No Accident: A Truly Ugly Story
Dust & Din
The man had quickness in his step when he exited the machine shop. His sledgehammer shoulders scrunched up and a grimace clenched his face as the cold hit him. He had a nasty toothache—his jaw throbbed with an ache that surged behind his eyes.
The February sky was heavy—low, gray, thick, forbidding. In its gloom, huge trucks and tractor-scrapers crawled around the floor of the quarry like giant army ants busily patrolling their domain.
Incessant noise permeated the dust-blanketed air. Conveyor belts hummed and squeaked as gears grinded and engines rumbled steadily, pitching to a roar now and again—all of which was mere background for the clash of steel and rock.
The pounding of stone-crushers bounced off the rough-hewn walls and echoed around the bowl of the open-pit mine. The maelstrom was normal and mostly ignored—above the industrial din, men barked at each other in shouted conversations.
The man moved with straight-line determination. There were a few more hours left in the work-day—his drill had broke down, but the mechanics had affected repairs, and it now awaited him to put it to its task.
If all went by routine he’d finish the dynamite hole already started, punch-out at five o’clock and be at the kitchen table with his family by five-thirty. He didn’t know what was on the menu for supper, but was sure that whatever it was, it’d be great—his wife was a helluva cook.

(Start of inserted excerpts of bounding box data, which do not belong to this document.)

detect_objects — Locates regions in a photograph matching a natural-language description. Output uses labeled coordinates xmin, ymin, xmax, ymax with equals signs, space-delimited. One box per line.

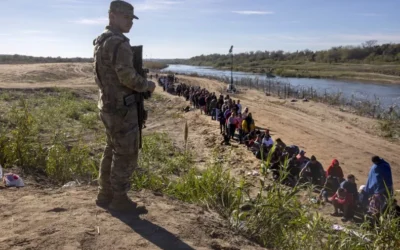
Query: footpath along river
xmin=162 ymin=64 xmax=400 ymax=107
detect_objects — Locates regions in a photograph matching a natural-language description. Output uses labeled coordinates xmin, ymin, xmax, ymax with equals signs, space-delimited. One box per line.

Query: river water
xmin=162 ymin=64 xmax=400 ymax=106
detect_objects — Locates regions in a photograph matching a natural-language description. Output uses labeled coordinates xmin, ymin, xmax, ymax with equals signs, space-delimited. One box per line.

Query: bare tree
xmin=362 ymin=40 xmax=378 ymax=48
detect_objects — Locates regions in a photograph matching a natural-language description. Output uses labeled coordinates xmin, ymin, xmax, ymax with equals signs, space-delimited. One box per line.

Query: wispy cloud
xmin=337 ymin=33 xmax=400 ymax=43
xmin=357 ymin=12 xmax=381 ymax=17
xmin=50 ymin=0 xmax=99 ymax=9
xmin=71 ymin=17 xmax=108 ymax=25
xmin=21 ymin=30 xmax=52 ymax=35
xmin=135 ymin=0 xmax=184 ymax=11
xmin=232 ymin=10 xmax=274 ymax=15
xmin=282 ymin=20 xmax=300 ymax=24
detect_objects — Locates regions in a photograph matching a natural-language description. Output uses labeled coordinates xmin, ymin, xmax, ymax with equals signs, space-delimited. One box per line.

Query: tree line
xmin=185 ymin=40 xmax=400 ymax=67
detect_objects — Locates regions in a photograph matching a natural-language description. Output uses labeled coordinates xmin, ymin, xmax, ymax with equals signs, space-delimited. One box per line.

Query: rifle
xmin=131 ymin=45 xmax=151 ymax=149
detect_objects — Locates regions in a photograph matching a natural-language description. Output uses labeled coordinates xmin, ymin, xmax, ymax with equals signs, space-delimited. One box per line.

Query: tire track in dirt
xmin=179 ymin=75 xmax=400 ymax=189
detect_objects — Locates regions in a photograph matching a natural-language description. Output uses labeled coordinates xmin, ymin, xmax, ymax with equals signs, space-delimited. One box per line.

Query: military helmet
xmin=108 ymin=0 xmax=139 ymax=19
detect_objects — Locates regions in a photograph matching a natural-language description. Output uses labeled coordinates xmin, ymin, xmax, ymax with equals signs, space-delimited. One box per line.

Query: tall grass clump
xmin=0 ymin=90 xmax=100 ymax=183
xmin=137 ymin=138 xmax=400 ymax=250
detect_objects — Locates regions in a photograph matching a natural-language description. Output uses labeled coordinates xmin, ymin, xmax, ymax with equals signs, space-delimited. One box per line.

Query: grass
xmin=144 ymin=61 xmax=168 ymax=70
xmin=0 ymin=89 xmax=104 ymax=183
xmin=0 ymin=87 xmax=400 ymax=249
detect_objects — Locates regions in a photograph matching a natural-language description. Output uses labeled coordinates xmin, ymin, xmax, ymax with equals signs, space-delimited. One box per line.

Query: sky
xmin=0 ymin=0 xmax=400 ymax=59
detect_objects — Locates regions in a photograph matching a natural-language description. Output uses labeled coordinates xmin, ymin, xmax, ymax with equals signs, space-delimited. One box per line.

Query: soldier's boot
xmin=108 ymin=194 xmax=148 ymax=214
xmin=96 ymin=191 xmax=113 ymax=208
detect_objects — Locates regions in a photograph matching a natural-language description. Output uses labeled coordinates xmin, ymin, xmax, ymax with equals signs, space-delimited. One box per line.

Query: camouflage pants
xmin=99 ymin=107 xmax=139 ymax=195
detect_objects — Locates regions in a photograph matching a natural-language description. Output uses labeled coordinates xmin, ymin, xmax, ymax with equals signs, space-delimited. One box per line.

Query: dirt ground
xmin=0 ymin=183 xmax=262 ymax=250
xmin=0 ymin=63 xmax=400 ymax=249
xmin=0 ymin=64 xmax=262 ymax=250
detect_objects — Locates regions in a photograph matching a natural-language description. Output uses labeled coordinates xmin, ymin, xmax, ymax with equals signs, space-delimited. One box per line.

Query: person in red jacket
xmin=329 ymin=188 xmax=354 ymax=222
xmin=326 ymin=159 xmax=344 ymax=183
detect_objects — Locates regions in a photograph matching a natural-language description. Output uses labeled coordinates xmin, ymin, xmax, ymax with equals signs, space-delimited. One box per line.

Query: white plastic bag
xmin=3 ymin=174 xmax=25 ymax=187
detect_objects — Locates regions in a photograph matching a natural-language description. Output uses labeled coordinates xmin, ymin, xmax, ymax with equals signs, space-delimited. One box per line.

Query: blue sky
xmin=0 ymin=0 xmax=400 ymax=58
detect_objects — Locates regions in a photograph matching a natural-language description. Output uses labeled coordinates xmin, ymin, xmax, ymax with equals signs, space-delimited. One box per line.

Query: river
xmin=162 ymin=64 xmax=400 ymax=106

Though he was carrying some extra middle-age weight, it was clear that he was nimble on his feet. In years gone-by he’d displayed his athletic skill in boxing rings. His large hands were calloused and covered by a film of grease and grime. He’d spent the last while tinkering with a cantankerous driveshaft.
The sun was a dull glow behind a leaden curtain of clouds. Big, fluffy snowflakes were beginning to fall in a sporadic pattern. The man paused for a moment to watch nature invade the gritty realm—it was the last bit of wonder before death staked its claim on him.
Twenty Ticks Of A Clock
A massive Euclid was situated beneath the loading hopper. A torrent of crushed stone filled the truck’s box accompanied by a mighty rush of hazy fog—the dust was exceptionally concentrated in this area.
Just as the man started to pass in front of the parked Euclid he heard someone call his name. In the split-second instant that he turned in the direction of that voice, the off-road hauler lurched forward, its deeply grooved tires grabbing at the bedrock like an angry grizzly clawing to escape its confinement.
The whistle signifying that the box was loaded got swallowed whole by the booming bedlam. There was no system of lights or flagman to warn or hold up foot traffic, which was strange in the extreme since this turf was a well-trod route to and from the maintenance buildings and also, the lunchroom facilities.
What happened next was pandemonium. The man reacted instinctively—he bolted to get out of its way. His legs churned and he moved in a blur. For a fleeting moment it appeared that he’d succeed, but he wasn’t quite fast enough—in reality he didn’t have a chance.
The bumper struck him at shoulder level with a force that knocked him off balance. He clutched hold of the cold steel and hugged it fiercely. He was a strong man—his powerful arms grappled with the protruding fender, his hands reaching for something, anything to grasp.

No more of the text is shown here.